Personally, starting my own family has fuelled my creativity, it’s what gave me discipline and taught me about time. But I often wonder how present I am with my son when I’m deep in my work, living in some other realm. A close friend recently said that when she spends time with me, it sometimes seems like I’m watching a TV show on the other side of my eyeballs. (She’s not wrong.) And, of course, there’s the usual guilt: for not getting a real job, for not being successful enough at what I do to justify all the sacrifices, financial or otherwise.

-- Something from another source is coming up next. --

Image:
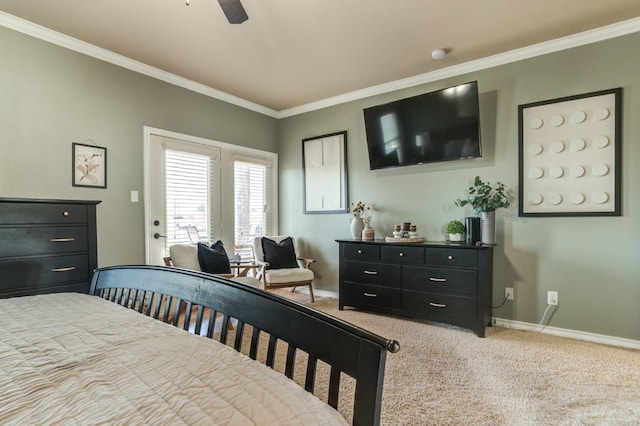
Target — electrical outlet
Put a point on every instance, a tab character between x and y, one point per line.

I think about going to law school more often than I care to admit, especially when I see my royalty checks.
Barbara’s third reason for quitting is the only one I’m not sure about. “As an older white woman, I felt I’d had my day—it was time for different voices.” While I appreciate the generosity behind such a sentiment, I would hope there’s room for all of us—especially now, when the degradation of language and thought have become so routine; we need a voice like hers more than ever. Every day, social media impels us to respond instantly (“What’s on your mind today?”), to re-package ideas into slogans and catch-phrases, to measure worth by clicks and likes. Newsfeeds favour the loudest voices, not the most thoughtful ones. Algorithms reward certainty and outrage, not doubt or deep thinking. That’s not even to mention the Trump Administration’s very real attempts to exorcise particular words themselves from the language, or invert their meanings.

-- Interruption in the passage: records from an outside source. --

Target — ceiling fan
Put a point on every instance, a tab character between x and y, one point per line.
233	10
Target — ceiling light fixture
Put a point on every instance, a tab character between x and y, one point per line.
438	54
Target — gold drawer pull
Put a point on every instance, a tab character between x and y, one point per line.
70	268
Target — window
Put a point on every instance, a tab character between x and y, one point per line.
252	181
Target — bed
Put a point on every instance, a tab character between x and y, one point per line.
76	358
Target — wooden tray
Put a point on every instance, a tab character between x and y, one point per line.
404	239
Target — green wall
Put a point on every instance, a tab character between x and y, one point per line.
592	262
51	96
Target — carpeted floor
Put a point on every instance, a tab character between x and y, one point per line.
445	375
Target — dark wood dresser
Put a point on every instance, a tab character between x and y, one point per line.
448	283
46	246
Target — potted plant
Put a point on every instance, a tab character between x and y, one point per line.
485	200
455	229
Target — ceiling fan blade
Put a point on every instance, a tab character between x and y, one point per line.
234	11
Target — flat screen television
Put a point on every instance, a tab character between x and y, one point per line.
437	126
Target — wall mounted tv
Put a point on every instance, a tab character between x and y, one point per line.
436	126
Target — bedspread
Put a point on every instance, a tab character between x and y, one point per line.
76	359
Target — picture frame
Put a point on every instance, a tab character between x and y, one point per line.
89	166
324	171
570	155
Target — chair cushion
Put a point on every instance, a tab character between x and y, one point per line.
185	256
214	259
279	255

In this environment, it’s rare to see a writer rewarded for choosing complexity, for thinking slowly, writing carefully, imagining deeply. So maybe Barbara’s onto something by calling it quits just as the world hurtles toward oblivion. But I don’t think that’s where her words will end up. Because quitting is one thing; silence is another. Writers like Barbara—who can distill vast truths into spare, unadorned sentences—remind us that words still hold power, and that using them is a responsibility.
Fortunately, an artist’s decision to quit doesn’t erase their art. Barbara’s influence will outlast any final page. Maybe the real lesson is that quitting, in some small way, can be a form of living fully. After all, it started with living. Art begins when you take something from the world and give it back in the form of something that lasts. That’s when you realize: there is no real end. There’s only the work—and the way it keeps speaking long after you’ve stopped.